Most of those had actually been acquired by piggybacking on an Air Force contract. Purchasing tens of thousands of Zenith 286 systems that came with DOS 3.3, WordStar, and Windows 1.02R. And many units bought their own systems, so there was a hodge-podge of different programs being used.
But in their brilliance, they decided to standardize on Enable. That is a long forgotten company, but they were one of the very first to offer an "Office Suite". A word processor, a spreadsheet, and a database. So from a cost perspective, it was a lot cheaper.
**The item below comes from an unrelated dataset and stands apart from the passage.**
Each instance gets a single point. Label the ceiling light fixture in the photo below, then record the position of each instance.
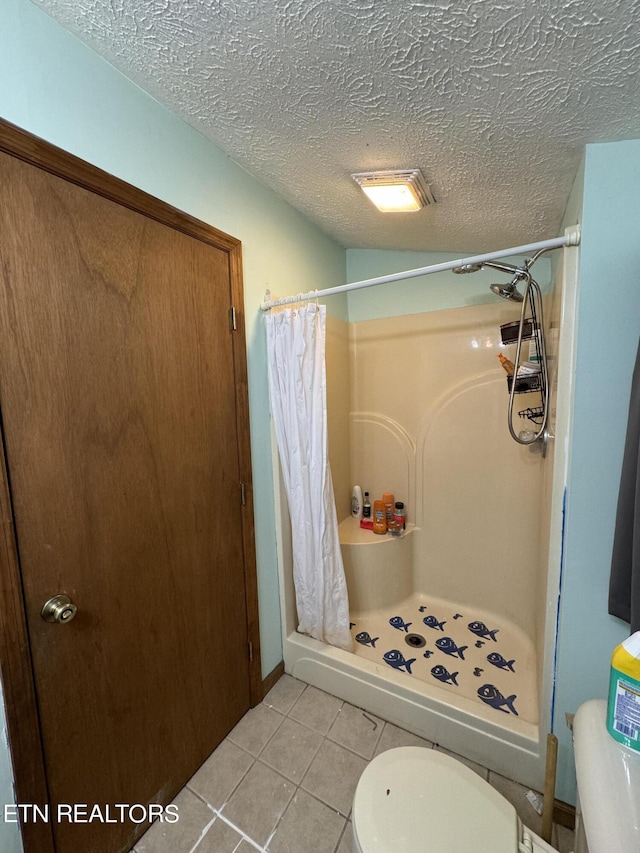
(398, 191)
However, the quality of each of those programs was very inferior and a lot of units outright ignore the orders to change. WordStar units still used WordStar, MultiMate units still used MultiMate, WordPerfect units still used Word Perfect, etc.
And during that time, I told some of the guys I worked with that the Marine Corps had finally listened, and were dumping Enable and switching to a new Corps wide word processor.
Edlin.
For those that do not know, that was a line editor built into DOS. It was largely junk, and really only good for making or editing batch files or things like autoexec.bat and config.sys. There were 4 or 5 others there, and only my friend got the joke. The others were all confused as they had no idea what Edlin even was.